Kasor Havzası’nda çalışmaları yürütülen madenle yaşam alanlarının zehirleneceğini, topraklarının talan edileceğini belirten yurttaşlar buna izin vermeyeceklerini vurguladı
Amed’in Pasûr (Kulp) ilçesindeki Kasor Havzası’nda yer alan ve Gavgas, Kuyê, Awdegês, Arqetîn ile Xuruç mahallelerini kapsayan alanda yürütülen madencilik faaliyetine karşı tepkiler sürüyor. Dün bölgede yapılan eyleme katılan mahalleliler, mücadele kararlılığını vurguladı. Eylem yerinde ve mahalledeki yurttaşlarla Mezopotamya Ajansı’ndan Rukiye Adıgüzel projeye dair konuştu.
‘Toprağımızı talan edecekler’
Gavgas Mahallesi’nde yaşayan Vadettin Gündüz, yaşam alanlarının peşkeş çekilmesine ilişkin şu tepki de bulundu:
“Maden projesi sadece çevre köyleri değil bölgenin tamamını etkileyecek. Bu su, Basra Körfezi’ne kadar gidiyor. Suyumuzu, bağlarımızı, ağaçlarımızı bir bütün olarak talan edecekler. O yüzden bu ticari anlaşmayı kabul etmiyoruz. Toprağımızı paraya vermeyiz. Bu ülkenin başkanı (AKP’li Cumhurbaşkanı Erdoğan) Artvin’den Muğla’ya, Muğla’dan Şirnex’e kadar yerüstünü satmış, şimdi de yeraltını satmaya çalışıyor. Buna izin vermeyeceğiz. Gelsinler turistlik topraklarımıza, turistleri çeksinler. Kazanacakları parayı turistlerle kazansınlar. Siyanürle zehirlemesinler. Ancak en büyük isteğimiz, halkın suyuna sahip çıkması. Bu sorun sadece 3-4 mahallenin sorunu değil.”
‘Devlet bizi zehirliyor’
Maden projesine “Mahallemizin zehirlenmesini istemiyoruz” diyerek, tepkisini dile getiren Kuyê Mahallesi’nden Yüksel Gültekin, “Suyumuz pislenecek, ağaçlarımız kuruyacak. Devlet, bizi koruması gerekirken, zehirliyor. Burada maden çıkarılmasını istemiyoruz, gitsinler” dedi. Tüm çevre köylere de seslenen Gültekin, “Bu davaya sahip çıksınlar.
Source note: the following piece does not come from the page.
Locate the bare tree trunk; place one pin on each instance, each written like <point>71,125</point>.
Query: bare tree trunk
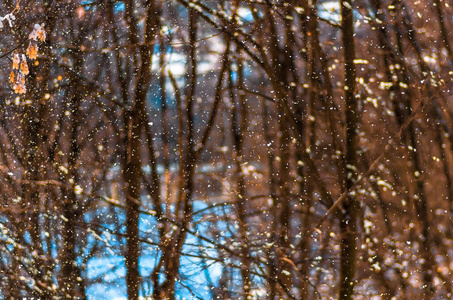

Maden çıkarılmasına izin vermesinler” diye belirtti.
‘Bu topraktan kimse rant elde edemez’
Gavgas Mahallesi’nden Sebiha Aslan, projenin iptali için ellerinden geleni yapacaklarını vurguladı. Aslan, “Sularımız, topraklarımız, evlerimiz burada. Maden bize oldukça zarar verecek. Ondan dolayı istemiyoruz. Halkın desteği bu noktada önemli. Umarım çağrımıza kulak verirler” ifadelerini kullandı.
İsmini vermek istemeyen başka bir yurttaş da, “Bu toprağın çevresini kimse kazamaz, kirletemez ve rant elde edemez. Bir kere yakılıp yıkıldık, bir kere daha olmasına izin vermeyiz” tepkisinde bulundu.
‘Talancılara karşı durmalıyız’
Herta Mahallesi’nden Yusuf Halçın ise, doğada insansız yaşamın sürdürülebileceğini ancak insanın doğa olmadan yaşamını sürdüremeyeceğini dile getirdi. Halçın, devamında da şunları belirtti:
“Dağlarımız, vadilerimiz, sularımız, ağaçlarımız hata ve hatta meyve vermeyen meşe ağaçlarımız bizlere can suyu verir. Hayvanlarımız oradan beslenir. Bilsinler ki maden ‘yok etmek’ demektir. Amaçları istihdamsa başka projeler hayata geçirsinler. Burada balık türlerini çoğaltabilirler. İlaç sektöründe kullanılan binlerce çeşit bitki var, bunları geliştirebilirler. Bu konuda da insanları teşvik edip istihdam yaratabilirler. Yeraltı ve yerüstü zenginlikleri katlederek ve talan ederek bir yere varamazlar. Bugünden ‘dur’ dememiz gerekiyor. Bu sorun birlikle çözülür. Bunun için tüm topluma destek çağrısında bulunuyoruz. Herkes kurtlar, hırsızlar, azgınlar girmesin; malını, canını talan etmesin diye nasıl evinin nöbetini tutuyorsa, bu talancılara karşı da aynı şekilde durmalıyız.”